Levy spoke as part of a series for First-Year Scholars at Columbia, undergraduate recipients of C.P. Davis, Global, John Jay, and Kluge scholarships. Teachers College co-sponsored the talk and Teachers College students seemed to outnumber Columbia undergraduates in the audience. Levy spoke about his experiences as Schools Chancellor and what he sees as the underlying problems facing urban education.
Lavinia Lorch, Assistant Dean of Student Affairs, introduced Levy saying, "Harold Levy was chosen because he's a real person." Levy is himself a product of the New York City public schools; he attended P.S. 189, Junior High School 52, and Bronx Science High School. Prior to becoming Chancellor, Levy was Citigroup's Director of Global Compliance, and served on the New York State Board of Regents. He is currently writing a book.
Levy began by relating some stories from his tenure as Chancellor. As Chancellor, Levy had 1.1 million school children in his charge, along with 80,000 teachers and roughly 120,000 employees. Levy said, "the tools you're given as a chancellor, as a head of a school system, bear very little resemblance to the tools you need. You're given these mechanical, structural things, and what you really need is a podium, and a checkbook. I was given one out of two." Levy also spoke of the difficulty of battling a powerful mayor who was dead set against his appointment as Chancellor.
While Levy mentioned the administrative challenges of being Chancellor, he also spoke of the emotional challenges.

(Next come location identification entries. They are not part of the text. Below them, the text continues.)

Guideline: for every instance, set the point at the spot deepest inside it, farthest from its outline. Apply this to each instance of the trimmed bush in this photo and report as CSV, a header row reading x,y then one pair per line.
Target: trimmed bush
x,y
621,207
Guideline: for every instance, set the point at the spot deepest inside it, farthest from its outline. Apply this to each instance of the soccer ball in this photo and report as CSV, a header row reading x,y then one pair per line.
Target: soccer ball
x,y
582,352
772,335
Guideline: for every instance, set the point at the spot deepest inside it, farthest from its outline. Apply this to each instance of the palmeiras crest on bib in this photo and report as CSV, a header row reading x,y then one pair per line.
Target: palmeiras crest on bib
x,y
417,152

He had to meet, all too often, with the parents of injured children, and children who died. He remembered one incident where he met the mother of a young child who was run over by a bus while walking to school. "There is nothing in the vocabulary that equips you to be of assistance at that point in time. I am not religious enough, I do not know enough poetry, I do not have enough of a soul or spirit to do the job. And yet, you do it. And the mere fact that somebody with the august title of Chancellor is there to pay recognition, to pay homage, to pause, was obviously of great significance to this woman. And I learned, that the power of the office, at least in part, is the symbolism."
Levy also addressed the fundamental question, how do you make public education work? As a chancellor, Levy looked carefully at the statistics on student achievement. He found that factors outside of school-such as poverty, limited English proficiency, and recent immigrant status-had the greatest effect on student achievement. "Even if I get everything right, I could only impact reading scores marginally…If we think about public education improvement as entailing only school reform, we will only get marginal success. It goes beyond the school." Levy then looked at what he could do to affect the little bit that was in his control. He found that a few things had the greatest effect on student scores: teacher quality, time on task, and attendance.
Levy went on to say, "the ultimate power of a schools chancellor…is this, pick your issues…The ultimate issue of America is race." He argued that family has the greatest effect on children's success in school. Quoting the work of Larry Sternberg of Temple University, Levy said that parent expectations and the number of hours children spend outside of school working on schoolwork have the greatest effect on children's test scores. The larger question, Levy said, is how to address the issue of socioeconomic inequality that affects schools more than anything else. "We don't have the tools we need to make public education work because we're scared of the ultimate issue. The ultimate issue is one of figuring out how we make the non-school part of education work. That is a critical issue."
Levy ended the evening by taking questions from the audience, and stayed after his lecture to continue informal discussions.